On 22 April, P&G launched an ad in which it claimed its Pampers Baby Dry nappies were “up to 2x drier” than Aldi’s Mamia own-label range.

The 75-second ad - in which two mums test the ranges and remark on the “big difference” - saw P&G belatedly return fire at Aldi, following an execution of the discounter’s Like Brands creative, in which it compared the price of Pampers with Mamia (and ended with an “I’d like a vasectomy” zinger from a downbeat dad).

Aldi’s response has been more swift: within four days a TV ad announced: ‘Aldi Mamia nappies beat Pampers three years running at the Mother & Baby Award’, referring to its gold gong for best disposable nappy brand. It was a feat even more amazing than a woman giving birth to a grown man, according to the 30-second slot. There was even a money-back offer for unsatisfied customers.

So what’s been the reaction among consumers? Why has Pampers gone on the offensive against Aldi? And will the move backfire?

The all-out nappy war has divided consumers. Those in the Aldi corner have taken to social media to question Pampers’ 2x drier claim, with one arguing “Aldi nappies are a fraction of the price and keep my six-month-old dry all night”. But Pampers has plenty of support too: its Facebook page has received as much positivity as criticism.

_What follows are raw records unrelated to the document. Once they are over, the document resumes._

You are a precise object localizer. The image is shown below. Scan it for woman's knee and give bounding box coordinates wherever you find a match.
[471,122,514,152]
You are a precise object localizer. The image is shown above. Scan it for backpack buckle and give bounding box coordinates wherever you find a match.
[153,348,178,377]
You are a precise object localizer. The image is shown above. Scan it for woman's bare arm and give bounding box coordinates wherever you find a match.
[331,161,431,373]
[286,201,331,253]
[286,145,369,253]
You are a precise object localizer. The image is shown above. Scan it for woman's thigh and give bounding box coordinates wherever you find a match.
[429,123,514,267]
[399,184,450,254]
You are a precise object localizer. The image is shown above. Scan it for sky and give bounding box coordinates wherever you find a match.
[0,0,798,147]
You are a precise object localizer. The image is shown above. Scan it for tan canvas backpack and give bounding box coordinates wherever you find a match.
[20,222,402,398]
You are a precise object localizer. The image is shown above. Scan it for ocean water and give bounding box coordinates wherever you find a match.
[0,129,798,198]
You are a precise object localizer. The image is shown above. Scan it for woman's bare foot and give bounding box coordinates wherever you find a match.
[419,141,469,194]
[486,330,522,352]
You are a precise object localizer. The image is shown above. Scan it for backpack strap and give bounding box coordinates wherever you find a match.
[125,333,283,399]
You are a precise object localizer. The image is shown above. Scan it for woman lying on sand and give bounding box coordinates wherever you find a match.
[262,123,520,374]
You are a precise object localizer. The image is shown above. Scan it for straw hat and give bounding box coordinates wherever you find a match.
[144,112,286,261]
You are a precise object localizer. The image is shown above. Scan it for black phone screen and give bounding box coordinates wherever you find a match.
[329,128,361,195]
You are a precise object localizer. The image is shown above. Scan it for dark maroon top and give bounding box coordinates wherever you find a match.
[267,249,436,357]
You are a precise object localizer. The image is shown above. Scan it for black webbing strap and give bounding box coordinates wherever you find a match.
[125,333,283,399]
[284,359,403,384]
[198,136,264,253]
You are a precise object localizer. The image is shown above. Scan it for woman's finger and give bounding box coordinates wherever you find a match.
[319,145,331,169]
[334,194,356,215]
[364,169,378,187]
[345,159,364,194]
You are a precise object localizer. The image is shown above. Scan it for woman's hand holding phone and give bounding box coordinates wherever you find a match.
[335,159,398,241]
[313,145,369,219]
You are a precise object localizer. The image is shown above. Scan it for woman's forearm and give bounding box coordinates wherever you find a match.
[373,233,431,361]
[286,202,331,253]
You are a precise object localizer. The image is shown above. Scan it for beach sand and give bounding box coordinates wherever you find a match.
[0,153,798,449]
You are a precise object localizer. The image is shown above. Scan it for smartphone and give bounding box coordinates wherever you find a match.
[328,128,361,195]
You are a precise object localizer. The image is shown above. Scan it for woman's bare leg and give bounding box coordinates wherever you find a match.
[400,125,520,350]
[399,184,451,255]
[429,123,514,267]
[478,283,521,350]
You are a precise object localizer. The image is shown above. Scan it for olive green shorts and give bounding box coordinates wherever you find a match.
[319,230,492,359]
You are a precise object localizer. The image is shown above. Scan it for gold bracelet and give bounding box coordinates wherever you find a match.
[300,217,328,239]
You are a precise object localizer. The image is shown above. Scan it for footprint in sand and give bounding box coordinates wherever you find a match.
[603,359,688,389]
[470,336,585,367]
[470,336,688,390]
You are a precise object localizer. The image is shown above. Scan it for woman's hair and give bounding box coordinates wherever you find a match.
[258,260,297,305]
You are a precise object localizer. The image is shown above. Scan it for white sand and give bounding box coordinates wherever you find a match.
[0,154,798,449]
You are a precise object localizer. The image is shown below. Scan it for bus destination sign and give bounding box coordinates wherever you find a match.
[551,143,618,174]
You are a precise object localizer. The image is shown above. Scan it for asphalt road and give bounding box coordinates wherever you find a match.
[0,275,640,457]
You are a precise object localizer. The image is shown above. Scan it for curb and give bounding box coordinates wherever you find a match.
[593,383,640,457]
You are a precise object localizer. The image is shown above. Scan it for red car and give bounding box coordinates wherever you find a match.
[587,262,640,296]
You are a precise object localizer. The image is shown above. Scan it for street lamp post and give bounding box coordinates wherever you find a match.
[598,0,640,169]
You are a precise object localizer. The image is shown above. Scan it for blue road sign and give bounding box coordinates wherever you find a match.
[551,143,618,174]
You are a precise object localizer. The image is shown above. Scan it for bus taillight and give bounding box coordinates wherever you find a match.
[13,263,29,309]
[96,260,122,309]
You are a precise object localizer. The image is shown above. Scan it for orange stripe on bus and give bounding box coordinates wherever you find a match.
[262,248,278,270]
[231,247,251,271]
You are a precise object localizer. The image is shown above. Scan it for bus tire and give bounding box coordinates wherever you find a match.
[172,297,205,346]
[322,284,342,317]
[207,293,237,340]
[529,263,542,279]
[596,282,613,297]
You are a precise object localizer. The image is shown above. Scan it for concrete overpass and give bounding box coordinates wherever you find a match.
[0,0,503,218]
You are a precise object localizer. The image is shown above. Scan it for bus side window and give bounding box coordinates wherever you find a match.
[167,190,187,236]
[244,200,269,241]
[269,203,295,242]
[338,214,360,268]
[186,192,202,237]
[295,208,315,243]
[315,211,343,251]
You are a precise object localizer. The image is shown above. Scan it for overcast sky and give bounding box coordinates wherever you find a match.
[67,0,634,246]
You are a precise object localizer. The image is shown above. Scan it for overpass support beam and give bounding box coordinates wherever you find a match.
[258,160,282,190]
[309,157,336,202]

It’s brave, nonetheless, for a brand to challenge a retailer (and a customer to boot). But it has a lot more to lose. When Huggies exited the nappy market in 2012, P&G was hoping to clean up. But while Pampers’ £294.2m share of the nappies market is worth £69.2m more than all own-label nappy sales put together, sales fell 10.8% in 2015, with volume sales declining 8.5% to 59.5 million [IRI 52 w/e 28 November 2015]. Meanwhile, own label’s nappy sales might be down 8.9% to £225m, but volume has shot up by 6.7% to 145 million. And though Aldi doesn’t disclose its own sales data, Mamia over-indexes massively against Aldi’s overall 6% market share, and is a significant footfall driver.)

P&G insists there’s nothing extraordinary about the Pampers ad. It was “continuing to stay true to a business model we have followed for many years,” says a spokeswoman, providing shoppers with “the facts about our products to help them in their purchase decisions”.

But Charlotte Hamill, joint MD of digital agency Born Social, detects a new form of marketing warfare at work, in which brands harness social media communities. “It’s a brave move and the truest test of brand advocacy, but if you’re confident enough to enter a public popularity contest, it makes for juicy PR.”

Aldi is unlikely to end the argument there, however. In addition to the initial TV ad riposte, The Grocer understands the discounter is exploring “all available options”, including a challenge via the ASA and other legal avenues, as it believes P&G needs to substantiate its claim.

Whether it goes further and delists the small number of P&G brands it stocks is harder to say. But P&G’s move has not gone unnoticed among Aldi rivals. As one big four supermarket CEO told The Grocer: “It’s good to see P&G knows which side its bread is buttered.”